That context changes the meaning of the detour. The Hell storyline is an original plotline for the animated series that explains the link between Earth and Hell and portrays Hell’s inhabitants as predating humans. The episode’s cliffhangers — Satan’s instructions, Volcanikka’s unexpected presence in Hell, and Darkblood’s return mission — read less like stand-alone comedy and more like deliberate seeds. Volcanikka later becomes an important figure in the Invincible comics, and the episode appears to be laying groundwork for material the show will need to catch up with far in advance.
That design has not satisfied many viewers. Fans objected that the Hell side quest broke the momentum of the Viltrumite storyline by detaching Mark from the main war arc at a critical moment.

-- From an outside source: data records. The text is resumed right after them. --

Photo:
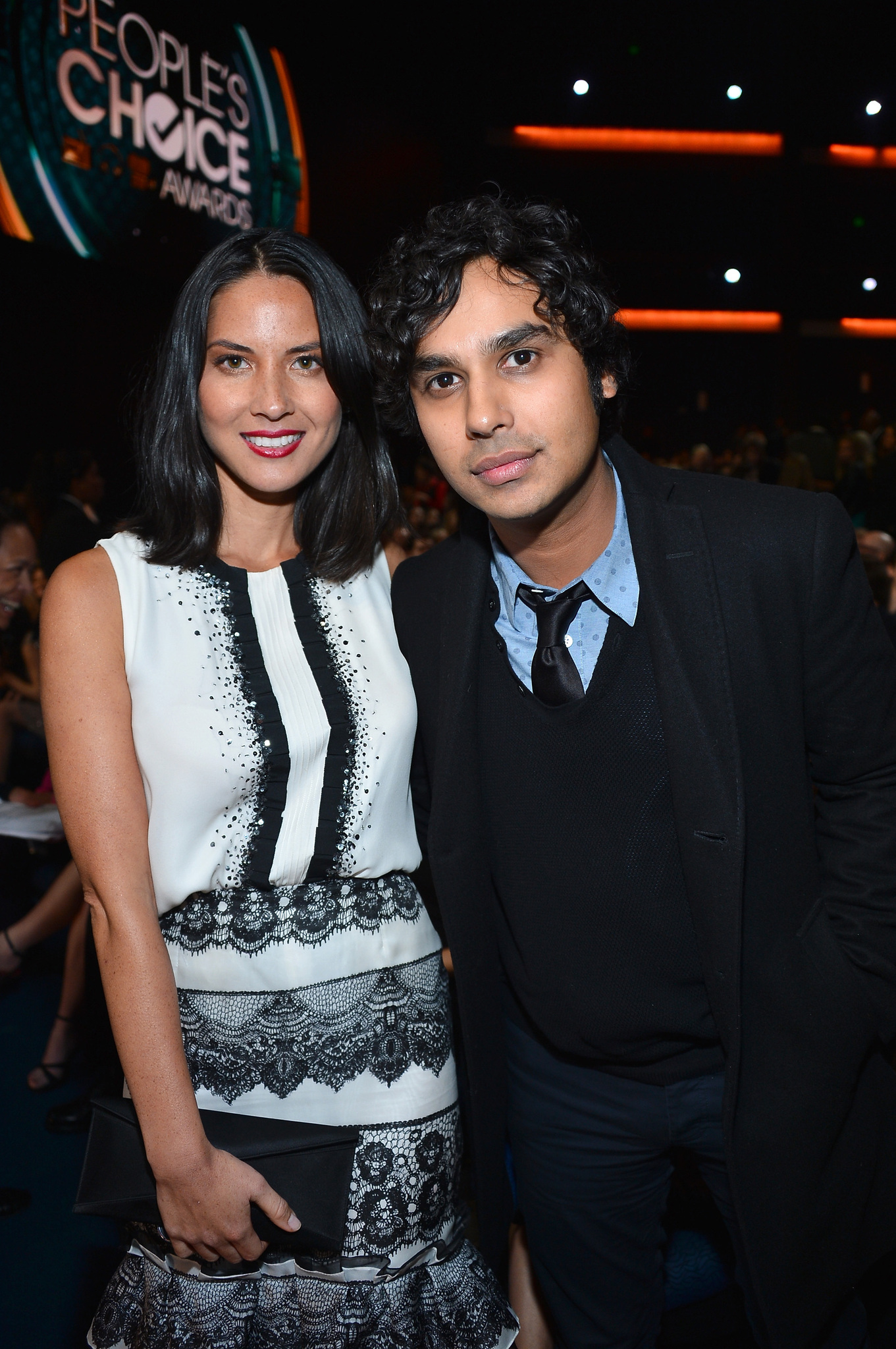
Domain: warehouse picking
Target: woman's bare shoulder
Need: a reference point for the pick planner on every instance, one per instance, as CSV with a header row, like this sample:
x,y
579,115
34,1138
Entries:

The complaint is straightforward: a series balancing an interstellar conflict and a personal reckoning with Viltrumite survivors suddenly pauses for a chamber-piece set in Hell, and some saw that as a misstep in pacing and priorities.
Still, the episode left concrete hooks the show can and likely will answer. The post-credits order to probe Volcanikka’s motives directly links Hell to Earth-bound stakes; the presence of Volcanikka — a character who gains significance in the comics — points toward future payoffs rather than an isolated joke. How the Hell thread will tie into Volcanikka’s later role, or how those revelations will intersect with the Coalition, Thragg’s assimilation strategy, and the newly introduced players like Dinosaurus and Universa, remains unfilled territory.
The next season carries the narrative burden. Season 5 is expected to pick up the Hell storyline and resolve the dangling questions left by "Hurm." If the show treats the detour as narrative scaffolding — answers that alter Viltrumite stakes or reveal why a cosmic power like Volcanikka invaded Hell — then the episode will be vindicated as deliberate planning. If the follow-up remains thin, "Hurm" will more likely be remembered as an ill-timed interruption. Either way, season 5 must show why the Hell detour mattered; until it does, the episode will sit as an unpopular sidestep that the series now has to justify.